The more you make, the more Uncle Sam takes — most of the time.
If you’re one of the biggest companies in the U.S., you might even enjoy a negative tax rate.
That’s according to a by the Center for American Progress, which took a look at publicly available investor filings of the largest American companies by revenue — the Fortune 100 — and identified the ones paying the least in taxes. It also noted “other large, notable companies pay similarly low rates.”
Here’s a look at the Fortune 100 companies paying the least in taxes in terms of their effective tax rate.
What is an effective tax rate?
In theory, corporations pay a federal income tax rate of 21%.
However, this figure applies only to their taxable income — meaning the portion of their income that is subject to federal income tax — not necessarily their total income.
The figure representing the amount companies pay in taxes as a percentage of their total income is called an “effective tax rate.” These are the actual tax rates being discussed here. Here’s how the Center for American Progress explains its calculation:
“The authors calculated effective tax rates by dividing the current U.S. federal income tax expense that a corporation reported to the SEC by its U.S. earnings before federal income tax (its U.S. pre-tax earnings minus its current state and local income tax expense).”
10. Bank of America Corp.
Company’s effective federal income tax rate: 3.5%
Bank of America, which reported $30.6 billion in U.S. earnings for 2021, paid only $1.1 billion in federal income taxes.
Add that to the list of reasons why Bank of America is Americans’ most hated bank.
9. ExxonMobil Corp.
Company’s effective federal income tax rate: 2.8%
ExxonMobil earned $9.3 billion in the U.S. for 2021 but paid just $262 million in federal income taxes.
The next time you’re filling up the tank, think about the few extra gallons you could get out of a million bucks or two. (More seriously, here are “7 Smart Ways to Save Money at the Gas Pump.”)
8. Chevron Corp.
Company’s effective federal income tax rate: 1.8%
Exxon’s not the only fuel company enjoying ultra-low taxes. Chevron earned a similar figure for 2021 — $9.5 billion — but paid even less in taxes, just $174 million.
7. MetLife Inc.
Company’s effective federal income tax rate: 1.3%
Insurance giant MetLife snatches its money away from Uncle Sam even quicker than the Peanuts’ Lucy pulls the football out from under Charlie Brown. It paid only $62 million in federal income taxes on $4.8 billion in U.S. earnings last year.
6. Ford Motor Co.
Company’s effective federal income tax rate: 1%
The automaker engineered its way to paying just $102 million in federal income taxes on $10 billion in U.S. earnings for 2021, according to the Center for American Progress.
5. General Motors Co.
Company’s effective federal income tax rate: 0.2%
GM didn’t make quite as much as Ford last year — $9.4 billion — but it beat Ford in at least one area, giving up only $20 million in federal income taxes.

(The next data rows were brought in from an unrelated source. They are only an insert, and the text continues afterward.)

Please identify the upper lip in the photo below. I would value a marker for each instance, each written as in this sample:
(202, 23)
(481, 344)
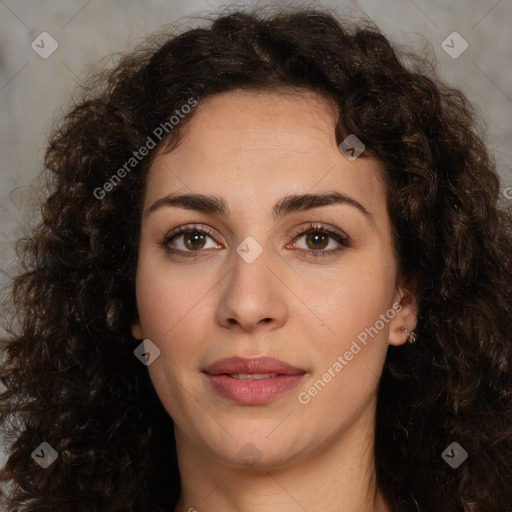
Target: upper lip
(232, 365)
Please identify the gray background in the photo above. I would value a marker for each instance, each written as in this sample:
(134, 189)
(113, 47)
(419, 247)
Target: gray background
(33, 90)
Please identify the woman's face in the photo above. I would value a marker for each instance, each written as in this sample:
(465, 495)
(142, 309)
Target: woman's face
(245, 283)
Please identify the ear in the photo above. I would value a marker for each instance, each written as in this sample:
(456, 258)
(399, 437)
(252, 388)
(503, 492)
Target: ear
(136, 328)
(406, 307)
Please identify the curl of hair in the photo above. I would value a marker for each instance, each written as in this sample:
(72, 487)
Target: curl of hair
(69, 372)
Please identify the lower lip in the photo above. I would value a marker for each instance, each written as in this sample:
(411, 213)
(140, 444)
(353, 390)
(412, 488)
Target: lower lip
(253, 392)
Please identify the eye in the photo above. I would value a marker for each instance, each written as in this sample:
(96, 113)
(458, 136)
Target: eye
(188, 240)
(317, 239)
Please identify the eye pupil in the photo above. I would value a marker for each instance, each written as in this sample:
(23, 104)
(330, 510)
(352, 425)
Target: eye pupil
(317, 237)
(196, 238)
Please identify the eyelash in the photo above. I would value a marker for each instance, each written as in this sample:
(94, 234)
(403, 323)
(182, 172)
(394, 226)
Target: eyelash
(344, 241)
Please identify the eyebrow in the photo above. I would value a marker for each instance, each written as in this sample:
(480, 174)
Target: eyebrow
(296, 202)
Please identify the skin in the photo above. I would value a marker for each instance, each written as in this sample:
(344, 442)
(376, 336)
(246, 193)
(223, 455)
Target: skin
(303, 310)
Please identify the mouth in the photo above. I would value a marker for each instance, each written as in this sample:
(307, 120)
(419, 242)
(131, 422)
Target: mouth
(252, 381)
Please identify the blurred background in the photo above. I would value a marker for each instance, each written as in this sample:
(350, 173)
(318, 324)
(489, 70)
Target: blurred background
(48, 46)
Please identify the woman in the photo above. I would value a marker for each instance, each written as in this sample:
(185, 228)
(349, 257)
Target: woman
(272, 273)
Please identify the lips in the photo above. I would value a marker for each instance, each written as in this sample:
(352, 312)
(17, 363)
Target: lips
(252, 381)
(260, 365)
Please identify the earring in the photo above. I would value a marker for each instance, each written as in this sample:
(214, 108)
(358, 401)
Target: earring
(411, 336)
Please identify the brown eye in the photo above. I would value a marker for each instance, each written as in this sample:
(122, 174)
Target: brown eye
(317, 240)
(189, 240)
(194, 240)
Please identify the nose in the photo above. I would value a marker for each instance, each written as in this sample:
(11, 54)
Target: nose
(252, 296)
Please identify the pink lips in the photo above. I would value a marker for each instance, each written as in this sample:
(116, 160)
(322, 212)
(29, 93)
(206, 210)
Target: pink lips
(252, 381)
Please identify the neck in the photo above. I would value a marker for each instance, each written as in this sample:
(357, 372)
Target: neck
(338, 475)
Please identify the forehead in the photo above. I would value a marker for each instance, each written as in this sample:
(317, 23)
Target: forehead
(245, 144)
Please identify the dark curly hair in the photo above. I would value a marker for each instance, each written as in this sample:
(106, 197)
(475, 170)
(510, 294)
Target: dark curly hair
(69, 372)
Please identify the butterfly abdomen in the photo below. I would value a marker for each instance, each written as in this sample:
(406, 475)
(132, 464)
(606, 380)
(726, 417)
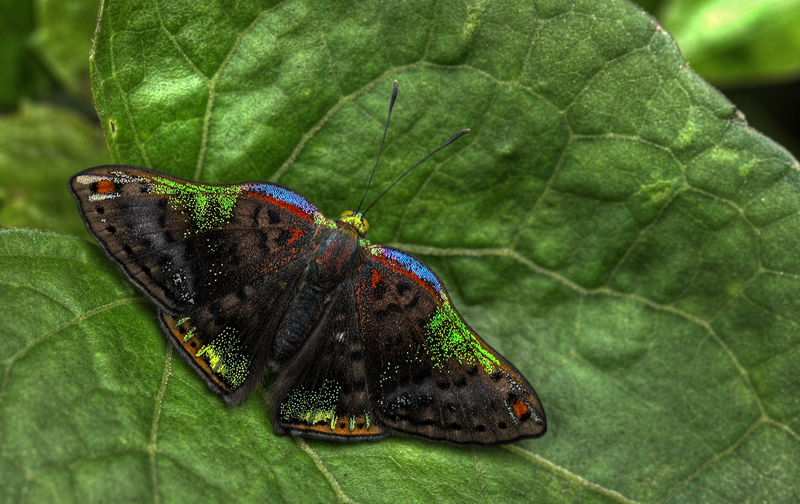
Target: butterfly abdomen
(335, 259)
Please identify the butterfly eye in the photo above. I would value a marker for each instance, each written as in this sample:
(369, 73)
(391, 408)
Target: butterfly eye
(355, 220)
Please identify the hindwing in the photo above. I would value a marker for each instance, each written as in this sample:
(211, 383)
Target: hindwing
(429, 374)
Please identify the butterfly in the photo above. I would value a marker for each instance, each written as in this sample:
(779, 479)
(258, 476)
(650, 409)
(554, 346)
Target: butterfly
(252, 279)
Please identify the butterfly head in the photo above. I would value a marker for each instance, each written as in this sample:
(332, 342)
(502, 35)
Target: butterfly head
(355, 221)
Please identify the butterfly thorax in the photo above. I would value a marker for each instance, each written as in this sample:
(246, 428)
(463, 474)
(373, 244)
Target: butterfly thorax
(336, 259)
(354, 221)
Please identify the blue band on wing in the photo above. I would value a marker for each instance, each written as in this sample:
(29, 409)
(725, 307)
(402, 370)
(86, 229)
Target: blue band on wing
(282, 194)
(408, 263)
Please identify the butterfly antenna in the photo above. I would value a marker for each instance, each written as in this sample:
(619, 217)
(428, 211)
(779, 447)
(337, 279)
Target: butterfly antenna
(452, 139)
(391, 105)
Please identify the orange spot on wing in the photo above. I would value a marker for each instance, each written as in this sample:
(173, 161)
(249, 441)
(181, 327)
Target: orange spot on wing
(520, 409)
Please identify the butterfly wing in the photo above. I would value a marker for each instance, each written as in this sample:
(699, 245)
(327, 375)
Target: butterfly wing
(428, 373)
(391, 355)
(220, 261)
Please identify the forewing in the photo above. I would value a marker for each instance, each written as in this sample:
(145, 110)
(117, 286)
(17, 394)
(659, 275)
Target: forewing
(428, 373)
(322, 392)
(220, 260)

4. Charter Communications Inc.
Company’s effective federal income tax rate: -0.2%
Broadband company Charter Communications (owner of Spectrum), along with the remaining companies on this list, managed a neat trick: Despite making billions last year, they managed to get tax refunds.
Charter reported $6 billion in earnings and netted a tax refund of $12 million.
3. American International Group Inc.
Company’s effective federal income tax rate: -2.2%
You might say insurer AIG, which you may recall received a pretty hefty federal bailout in 2008, is once again collecting from the American taxpayer. The company owed no federal income tax on $9.8 billion in earnings for 2021 and instead scored a tax refund of $216 million.
2. Dow Inc.
Company’s effective federal income tax rate: -3.1%
Chemical maker Dow concocted a $46 million refund on $1.5 billion in earnings for 2021. The first page of its annual report, titled “How Do We Deliver a Sustainable Future?” does not mention paying taxes in its answer.
1. AT&T Inc.
Company’s effective federal income tax rate: -4.1%
Most amazingly of all, the world’s largest telecommunications company, AT&T, reported an income tax benefit of $1.2 billion for its $29.6 billion in 2021 earnings.